All presidential candidates — regardless of political party — must submit five years’ worth of tax returns in order to be eligible for California’s presidential primary ballot in March, according to a new state law signed by Gov. Gavin Newsom on Tuesday.
Named the Presidential Tax Transparency and Accountability Act, the law doesn’t directly single out President Donald Trump but is particularly significant given Trump’s consistent refusal to disclose his tax returns.
“These are extraordinary times and states have a legal and moral duty to do everything in their power to ensure leaders seeking the highest offices meet minimal standards, and to restore public confidence,” Newsom, a Democrat, said in a statement. “The disclosure required by this bill will shed light on conflicts of interest, self-dealing, or influence from domestic and foreign business interest.”
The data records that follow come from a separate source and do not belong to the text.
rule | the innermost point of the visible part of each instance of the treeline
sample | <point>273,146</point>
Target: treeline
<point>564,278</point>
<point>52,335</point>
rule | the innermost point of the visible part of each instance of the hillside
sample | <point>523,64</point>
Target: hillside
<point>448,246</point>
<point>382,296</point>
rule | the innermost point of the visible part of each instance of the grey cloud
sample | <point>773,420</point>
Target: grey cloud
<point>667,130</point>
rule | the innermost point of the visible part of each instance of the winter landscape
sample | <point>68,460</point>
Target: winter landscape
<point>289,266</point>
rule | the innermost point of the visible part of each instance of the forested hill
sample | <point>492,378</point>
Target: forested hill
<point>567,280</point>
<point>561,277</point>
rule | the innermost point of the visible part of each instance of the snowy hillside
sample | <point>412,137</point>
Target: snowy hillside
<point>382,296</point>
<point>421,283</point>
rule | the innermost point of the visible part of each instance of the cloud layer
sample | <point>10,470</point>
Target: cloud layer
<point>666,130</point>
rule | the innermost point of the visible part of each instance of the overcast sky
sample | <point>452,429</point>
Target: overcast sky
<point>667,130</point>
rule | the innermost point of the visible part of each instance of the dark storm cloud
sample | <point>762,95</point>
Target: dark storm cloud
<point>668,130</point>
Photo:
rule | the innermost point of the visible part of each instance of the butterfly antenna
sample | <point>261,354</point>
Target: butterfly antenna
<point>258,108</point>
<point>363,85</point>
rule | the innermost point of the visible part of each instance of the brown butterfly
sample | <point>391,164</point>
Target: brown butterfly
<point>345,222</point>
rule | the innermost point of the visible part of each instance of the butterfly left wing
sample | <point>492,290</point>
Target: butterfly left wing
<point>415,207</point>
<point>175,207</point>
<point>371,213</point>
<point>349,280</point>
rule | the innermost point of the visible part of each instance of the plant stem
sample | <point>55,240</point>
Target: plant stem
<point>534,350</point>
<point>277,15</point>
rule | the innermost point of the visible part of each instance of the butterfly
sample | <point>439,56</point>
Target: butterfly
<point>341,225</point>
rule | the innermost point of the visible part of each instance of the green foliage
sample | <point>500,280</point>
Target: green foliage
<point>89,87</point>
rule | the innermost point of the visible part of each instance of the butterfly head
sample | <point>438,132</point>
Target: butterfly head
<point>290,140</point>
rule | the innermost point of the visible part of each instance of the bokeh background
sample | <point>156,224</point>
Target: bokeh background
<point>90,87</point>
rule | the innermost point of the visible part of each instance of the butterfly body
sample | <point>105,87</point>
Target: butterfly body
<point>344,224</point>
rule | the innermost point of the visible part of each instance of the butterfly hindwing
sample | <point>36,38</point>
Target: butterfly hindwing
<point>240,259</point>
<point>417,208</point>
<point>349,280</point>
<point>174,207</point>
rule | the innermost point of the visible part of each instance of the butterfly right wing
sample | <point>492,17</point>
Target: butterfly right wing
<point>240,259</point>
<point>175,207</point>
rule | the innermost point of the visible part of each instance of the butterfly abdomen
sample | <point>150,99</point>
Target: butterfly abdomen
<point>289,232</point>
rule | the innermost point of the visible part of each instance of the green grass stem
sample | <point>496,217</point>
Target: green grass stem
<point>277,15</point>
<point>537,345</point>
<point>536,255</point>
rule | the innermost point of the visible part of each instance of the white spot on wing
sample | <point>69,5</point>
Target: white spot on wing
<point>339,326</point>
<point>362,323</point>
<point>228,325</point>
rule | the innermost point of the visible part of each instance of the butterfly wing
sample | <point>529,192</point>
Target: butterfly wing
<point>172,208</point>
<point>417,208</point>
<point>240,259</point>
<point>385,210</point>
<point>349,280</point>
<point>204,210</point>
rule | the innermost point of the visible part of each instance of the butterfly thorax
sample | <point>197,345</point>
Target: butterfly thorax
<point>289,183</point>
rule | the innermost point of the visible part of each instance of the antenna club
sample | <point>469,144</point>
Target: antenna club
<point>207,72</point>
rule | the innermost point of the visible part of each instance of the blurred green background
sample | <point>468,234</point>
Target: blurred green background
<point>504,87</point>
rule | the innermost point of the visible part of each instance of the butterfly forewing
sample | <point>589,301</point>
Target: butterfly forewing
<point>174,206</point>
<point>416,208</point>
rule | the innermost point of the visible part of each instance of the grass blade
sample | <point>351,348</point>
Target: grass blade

Lawmakers across the U.S. have attempted to circumvent Trump and get his returns into the public record, but past efforts haven’t yet been successful. Last week, Trump filed a lawsuit against the House of Representatives’ Ways and Means Committee, as well as New York’s attorney general and state tax commissioner, to preemptively block the release of his tax returns that would’ve been made accessible due to a bill signed by New York Gov. Andrew Cuomo earlier this month.
While it’s likely that Trump will attempt to rebuff the new California law in court, the president could potentially dodge the legislation as a write-in candidate, according to the Los Angeles Times. The law also doesn’t necessarily extend to the statewide general election ballot in November 2020, the paper reported.
California’s new law also extends to the state’s gubernatorial candidates, who will need to release their returns in 2024 ahead of the statewide primary.